Sono arrivata a Nairobi sana, salva e, non era scontato, con valigia.
Scusate il ritardo di questo primo post, ma sono stata occupata con cose migliori del computer come potete immaginare.
Prima di parlarvi del Kenya, però, devo raccontarvi del viaggio perché quando parti con qualcuno puoi passare il tempo in compagnia e condividere il peso dei disagi, invece Sonia mi ha mandato da sola e mi sono goduta tutto la sofferenza che ora riverserò gratuitamente su di voi.
Innanzitutto devo ricordarmi di non prenotare mai più voli con scalo a Parigi.
Già l'ultima volta ero stata assalita dal mostro delle code e con due ore a disposizione non ero nemmeno riuscita a fare pipì, ma ero con le mie amiche ed è stato sopportabile. Questa volta, con oltre quattro ore di tempo, è stato lo stesso un incubo, anche se differente.
Lasciamo pure da parte l'irritante giochino per cui a domande in inglese le risposte sono sempre in francese - e meno male che un po' lo capisco - ma quell'aria scocciata dei vari dipendenti dell'aeroporto e delle compagnie aeree nel darmi assistenza e informazioni, cosa che dovrebbe essere il loro lavoro, proprio non mi va giù.
Due ore prima dell'imbarco, i passeggeri del mio volo per Nairobi vengono chiamati al gate per il controllo dei documenti perché dal 2021 bisogna avere il visto in anticipo, non è più possibile ottenerlo all'arrivo. Mi presento al banco e mostro alla signorina il mio visto elettronico sul cellulare. “Ma non l'ha stampato?” mi chiede. No, scusa, si chiama visto elettronico per un motivo perché lo vuoi di carta? Con un sospiro come se mi stesse facendo un favore malgrado il mio dispetto di non sprecare carta, mi dice che va bene lo stesso.
Gironzolo per il terminal, notando dalla segnaletica che in Francia sono gli uomini a cambiare i pannolini (foto qui accanto), bevo un caffè schifoso per 3,50 Euro, trovo da mangiare cracker e pistacchi, rubo tutta l'elettricità possibile ricaricando telefono, computer, e-reader e batteria della macchina fotografica svaccata su un poltrona vista piste e arriva l'ora dell'imbarco.
Anche in aereo mi trovo di fianco una coppia di francesi, per di più anziani e quindi rognosi per definizione. Un vantaggio del veganesimo in aereo è che se prenoti un pasto speciale sarai servito prima degli altri, ma la mia vicina di posto allungava le mani ogni volta che gli assistenti di volo mi porgevano qualcosa. Non esistevo per lei o comunque venivo dopo.

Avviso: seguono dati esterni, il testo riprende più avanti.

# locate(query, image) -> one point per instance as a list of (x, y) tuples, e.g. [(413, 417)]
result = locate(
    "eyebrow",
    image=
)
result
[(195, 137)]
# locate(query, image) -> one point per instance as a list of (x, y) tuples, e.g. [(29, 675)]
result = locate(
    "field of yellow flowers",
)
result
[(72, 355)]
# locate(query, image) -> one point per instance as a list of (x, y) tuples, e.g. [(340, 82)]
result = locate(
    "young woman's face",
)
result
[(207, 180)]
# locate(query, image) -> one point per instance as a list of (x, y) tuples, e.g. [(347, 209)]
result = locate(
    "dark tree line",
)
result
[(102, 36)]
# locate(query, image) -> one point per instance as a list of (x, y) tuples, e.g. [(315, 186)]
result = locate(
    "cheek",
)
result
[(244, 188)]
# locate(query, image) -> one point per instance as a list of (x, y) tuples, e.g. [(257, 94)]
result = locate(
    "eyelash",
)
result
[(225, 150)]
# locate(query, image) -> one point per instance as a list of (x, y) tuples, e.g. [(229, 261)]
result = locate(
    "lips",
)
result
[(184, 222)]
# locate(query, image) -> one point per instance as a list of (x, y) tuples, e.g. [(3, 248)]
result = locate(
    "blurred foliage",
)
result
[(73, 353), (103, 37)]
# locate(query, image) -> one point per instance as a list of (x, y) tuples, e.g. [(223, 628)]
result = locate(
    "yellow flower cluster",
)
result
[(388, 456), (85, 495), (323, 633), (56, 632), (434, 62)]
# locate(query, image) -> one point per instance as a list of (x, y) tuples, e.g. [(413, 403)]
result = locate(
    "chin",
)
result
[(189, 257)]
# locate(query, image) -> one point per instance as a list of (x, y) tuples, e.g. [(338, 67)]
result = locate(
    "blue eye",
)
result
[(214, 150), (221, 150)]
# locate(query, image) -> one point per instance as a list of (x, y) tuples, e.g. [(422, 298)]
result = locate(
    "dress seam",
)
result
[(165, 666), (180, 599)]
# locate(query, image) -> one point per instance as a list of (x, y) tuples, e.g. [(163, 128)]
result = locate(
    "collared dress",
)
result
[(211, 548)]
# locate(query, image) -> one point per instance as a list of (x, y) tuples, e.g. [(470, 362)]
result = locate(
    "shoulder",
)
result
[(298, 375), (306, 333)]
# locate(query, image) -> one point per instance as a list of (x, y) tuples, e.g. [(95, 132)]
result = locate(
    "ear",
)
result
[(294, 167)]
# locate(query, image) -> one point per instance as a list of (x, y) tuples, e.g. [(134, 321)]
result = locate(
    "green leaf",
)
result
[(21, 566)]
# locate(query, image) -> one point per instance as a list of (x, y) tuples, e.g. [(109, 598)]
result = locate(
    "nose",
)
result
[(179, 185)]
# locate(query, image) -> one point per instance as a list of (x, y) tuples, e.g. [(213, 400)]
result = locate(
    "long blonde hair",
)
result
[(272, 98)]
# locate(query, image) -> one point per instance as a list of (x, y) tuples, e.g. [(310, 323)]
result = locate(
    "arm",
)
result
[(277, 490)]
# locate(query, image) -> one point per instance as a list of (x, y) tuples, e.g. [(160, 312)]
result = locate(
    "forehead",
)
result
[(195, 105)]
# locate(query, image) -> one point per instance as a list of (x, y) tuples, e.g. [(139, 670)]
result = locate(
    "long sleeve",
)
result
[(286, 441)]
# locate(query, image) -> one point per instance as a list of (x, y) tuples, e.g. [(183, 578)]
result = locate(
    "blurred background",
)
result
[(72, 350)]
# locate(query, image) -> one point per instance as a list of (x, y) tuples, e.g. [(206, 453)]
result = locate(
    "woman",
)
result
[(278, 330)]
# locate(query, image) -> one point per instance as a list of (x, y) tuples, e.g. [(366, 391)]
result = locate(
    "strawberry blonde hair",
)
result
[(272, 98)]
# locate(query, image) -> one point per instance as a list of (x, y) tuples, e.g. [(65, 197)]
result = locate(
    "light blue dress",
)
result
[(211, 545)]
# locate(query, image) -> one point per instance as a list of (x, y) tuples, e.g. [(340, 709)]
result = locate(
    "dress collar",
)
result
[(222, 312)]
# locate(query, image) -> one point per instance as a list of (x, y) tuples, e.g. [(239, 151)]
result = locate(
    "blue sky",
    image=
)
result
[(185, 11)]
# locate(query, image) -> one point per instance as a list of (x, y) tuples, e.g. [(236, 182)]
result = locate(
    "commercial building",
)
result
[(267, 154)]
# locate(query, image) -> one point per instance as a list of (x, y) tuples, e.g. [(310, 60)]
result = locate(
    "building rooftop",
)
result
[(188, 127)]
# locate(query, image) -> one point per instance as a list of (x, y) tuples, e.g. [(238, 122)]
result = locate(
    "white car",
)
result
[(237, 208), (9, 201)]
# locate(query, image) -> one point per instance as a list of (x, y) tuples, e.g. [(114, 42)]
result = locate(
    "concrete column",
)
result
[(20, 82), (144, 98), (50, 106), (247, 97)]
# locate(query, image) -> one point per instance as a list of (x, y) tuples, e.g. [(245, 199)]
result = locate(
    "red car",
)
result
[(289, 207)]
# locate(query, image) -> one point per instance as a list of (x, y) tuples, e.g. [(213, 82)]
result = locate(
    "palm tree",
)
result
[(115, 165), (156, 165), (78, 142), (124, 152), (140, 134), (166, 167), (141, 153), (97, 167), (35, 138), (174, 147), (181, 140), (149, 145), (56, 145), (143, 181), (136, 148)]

Passano con le bevande e chiedono a me, perché partono dal fondo della fila, “Coffee or tea?” e la vecchia, poiché non vuole niente, gesticola per mandare via l'assistente. Allora ho alzato la voce “Tea, please” e lei si è voltata a guardarmi come se mi vedesse per la prima volta. L'assistente sorride mi passa il mio tè. Beccati questa!
Penserete che una che è abituata a dormire con i gatti dovrebbe saper trovare una posizione anche per addormentarsi in aereo, invece avrò riposato due ore, non consecutive, sulle sette e mezzo di volo, con il vecchio che russava e la vecchia che continuava a perdere gli occhiali. Mettiteli in tasca, maledizione!
Così al mio arrivo ero distrutta e incazzata, ma non appena l'auto che è venuta a prendermi ha svoltato nella via del Khweza e ho visto l'insegna che ormai mi è tanto familiare, mi sono lasciata tutto alle spalle ed ero pronta a cominciare la mia vacanza, ma di questo vi parlerò nel prossimo post.
Insomma, esistono anche francesi deliziosi, credetemi, come il mio ex-capo Thibaut e la mia collega Axelle, però continuo a non capire perché quando la hostess che serviva i pasti ha chiesto con un bel sorriso: “Fish, chicken or vegetarian?” la risposta della vecchia è stata: “Poulet.”